Everything you need to know about the Italian chef featured on Netflix’s new culinary competition series

Tullio M. Puglia /Getty

As one of the elder chefs on Netflix’s new culinary competition show The Final Table, Carlo Cracco draws upon his deep knowledge of Italian food to instruct the contestants and judge their versions of his homeland’s cuisine. Here’s everything you need to know about the Italian chef at The Final Table:

Who is Carlo Cracco?

Cracco is the chef/proprietor an acclaimed, eponymous fine dining restaurant in Milan that just relocated to the oldest shopping center in the world, the Galleria Vittorio. Ristorante Cracco features an eye-dropping multi-level space, with a bakery, barroom, and opulent dining room where the chef serves progressive Italian cuisine in a tasting menu format. Cracco is also one of the hosts of MasterChef Italia, which has been on the air since 2011, and the Italian version of Hell’s Kitchen, which ran from 2014 to 2016. Within his home country, Carlo often refereed to as “Italy’s most famous chef.”

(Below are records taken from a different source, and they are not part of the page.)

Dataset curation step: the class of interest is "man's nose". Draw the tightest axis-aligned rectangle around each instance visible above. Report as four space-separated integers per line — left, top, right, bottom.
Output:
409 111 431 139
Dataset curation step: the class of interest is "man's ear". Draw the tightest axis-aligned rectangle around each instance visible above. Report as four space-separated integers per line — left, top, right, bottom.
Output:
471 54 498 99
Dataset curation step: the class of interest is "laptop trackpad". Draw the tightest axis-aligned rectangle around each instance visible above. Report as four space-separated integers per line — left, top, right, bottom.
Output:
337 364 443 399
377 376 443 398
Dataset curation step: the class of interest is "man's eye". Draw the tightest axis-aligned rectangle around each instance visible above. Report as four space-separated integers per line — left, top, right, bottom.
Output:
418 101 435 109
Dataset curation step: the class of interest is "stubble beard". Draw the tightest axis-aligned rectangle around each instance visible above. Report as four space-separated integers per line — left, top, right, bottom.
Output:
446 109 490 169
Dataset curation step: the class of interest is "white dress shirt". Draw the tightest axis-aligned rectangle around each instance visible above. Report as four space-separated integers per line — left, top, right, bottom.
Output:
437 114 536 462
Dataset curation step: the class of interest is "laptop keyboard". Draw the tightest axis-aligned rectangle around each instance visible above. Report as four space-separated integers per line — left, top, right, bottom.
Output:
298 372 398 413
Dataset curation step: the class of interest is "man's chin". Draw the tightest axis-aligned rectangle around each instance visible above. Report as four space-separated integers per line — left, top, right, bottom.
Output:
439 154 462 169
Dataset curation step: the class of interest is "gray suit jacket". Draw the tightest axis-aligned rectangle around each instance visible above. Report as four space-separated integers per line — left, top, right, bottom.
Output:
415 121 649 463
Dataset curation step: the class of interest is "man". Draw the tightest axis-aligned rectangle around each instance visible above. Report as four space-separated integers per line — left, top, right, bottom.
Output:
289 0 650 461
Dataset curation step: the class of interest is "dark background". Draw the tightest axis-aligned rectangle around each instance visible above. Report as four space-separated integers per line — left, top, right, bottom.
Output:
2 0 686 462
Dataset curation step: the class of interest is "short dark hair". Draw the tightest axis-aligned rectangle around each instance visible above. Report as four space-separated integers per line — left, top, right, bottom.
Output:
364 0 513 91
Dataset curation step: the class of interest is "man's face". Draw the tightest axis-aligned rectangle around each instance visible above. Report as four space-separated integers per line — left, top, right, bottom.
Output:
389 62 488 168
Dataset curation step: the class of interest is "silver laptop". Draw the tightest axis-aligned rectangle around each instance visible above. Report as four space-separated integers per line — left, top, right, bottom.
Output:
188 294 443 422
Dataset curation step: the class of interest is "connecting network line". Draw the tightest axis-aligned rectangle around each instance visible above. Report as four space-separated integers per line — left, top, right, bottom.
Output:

What was his journey through the culinary world like?

Originally from Vicenza, Italy, Cracco entered the restaurant world in the mid ’80s after attending a hotel management school near his hometown. He joined the kitchen crew at Milan’s Gualtiero Marchesi, a nouvelle cuisine pioneer that was the first Italian restaurant to receive a coveted three-star rating from the Michelin Guide. In the late ’80s, Cracco also worked in fine dining restaurants in Paris operated by French legends Alain Ducasse and Alain Senderens.

After returning to Italy in 1991, the chef cooked at Florence’s L’Enoteca Pinchiorri, which received a three-star rating from Michelin during his tenure. With his old boss Gualtiero Marchesi, Cracco then opened a restaurant in Erbusco called L’Albereta, and in 1996, he struck out on his own with the opening of Le Clivie in Piobesi D’Alba, which received one Michelin star.

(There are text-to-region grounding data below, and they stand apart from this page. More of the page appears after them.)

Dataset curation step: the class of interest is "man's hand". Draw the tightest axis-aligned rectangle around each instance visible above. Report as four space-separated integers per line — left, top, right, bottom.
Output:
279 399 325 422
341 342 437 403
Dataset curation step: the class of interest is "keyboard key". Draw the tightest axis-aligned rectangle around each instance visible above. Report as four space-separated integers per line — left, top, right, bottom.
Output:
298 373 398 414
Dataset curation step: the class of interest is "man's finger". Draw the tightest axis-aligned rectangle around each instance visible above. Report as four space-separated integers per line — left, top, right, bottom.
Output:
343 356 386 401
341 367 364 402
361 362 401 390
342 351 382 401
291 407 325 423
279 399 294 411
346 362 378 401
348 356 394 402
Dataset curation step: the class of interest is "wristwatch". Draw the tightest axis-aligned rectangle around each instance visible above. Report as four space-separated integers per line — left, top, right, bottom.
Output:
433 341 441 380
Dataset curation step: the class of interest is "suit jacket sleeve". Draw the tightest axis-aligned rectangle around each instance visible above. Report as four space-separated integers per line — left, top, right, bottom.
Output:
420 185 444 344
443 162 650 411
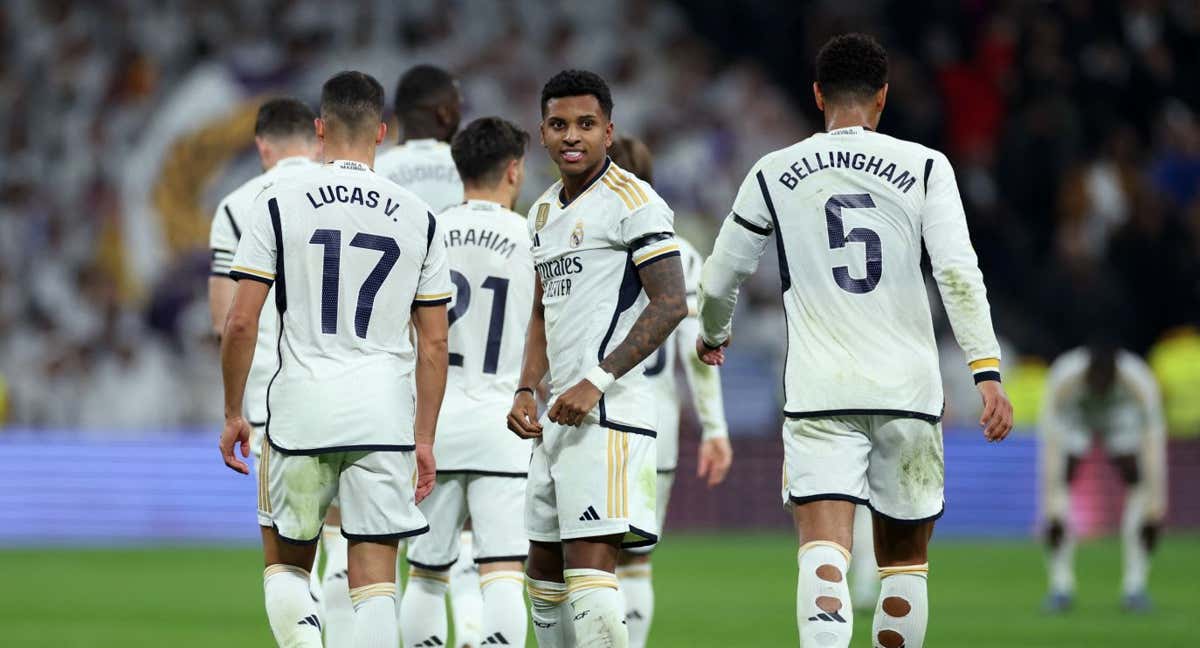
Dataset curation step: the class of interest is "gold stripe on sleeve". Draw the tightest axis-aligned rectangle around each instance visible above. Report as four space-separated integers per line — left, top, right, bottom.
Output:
601 176 637 210
231 265 275 280
969 358 1001 372
634 244 680 266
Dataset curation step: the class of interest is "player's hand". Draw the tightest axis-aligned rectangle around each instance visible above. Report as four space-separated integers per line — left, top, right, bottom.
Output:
696 336 729 366
507 391 543 439
697 437 733 488
548 379 602 427
977 380 1014 442
415 443 436 504
219 415 252 475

Four years later, Cracco partnered with the owners of Peck Delicatessen in Milan on the opening of a fine dining restaurant called Cracco-Peck, which received two Michelin stars. The chef eventually took over complete ownership of this establishment and renamed it, simply, Cracco. The restaurant held two Michelin stars for a decade, but was downgraded last year to just one star. In spring 2018, Cracco moved his flagship to the ambitiously-designed new location in the Galleria Vittorio.

What is Carlo Cracco’s food like?

The chef often takes traditional Milanese dishes and adds a modern spin to them — whether that’s by lightening them up a bit, adding ingredients that are not commonly included in old-school recipes, or plating them in the nouvelle cuisine style. One of his most famous dishes is a riff on veal Milanese that features a slice of raw veal atop a square of fried breadcrumbs, with a lemon on the side.

“The Milanese cutlet is one of the most popular dishes in Milan, and the whole of Lombardy, even though it’s often poorly executed: the bread crumbs fall of the meat, which is often cooked many hours before and then reheated when ordered,” Cracco told Fine Dining Lovers. “So we thought, ironically, that we would make it ‘sbagliata,’ or wrong, on purpose. This time we serve the breading apart from the meat, which this time is raw – made from young, Piedmont veal — and a bit of lemon peel.”

Although Cracco likes to play around with the form, he also has a reverence for the classics — he even offers a menu of traditional fare alongside a set of more forward-thinking dishes at his flagship restaurant.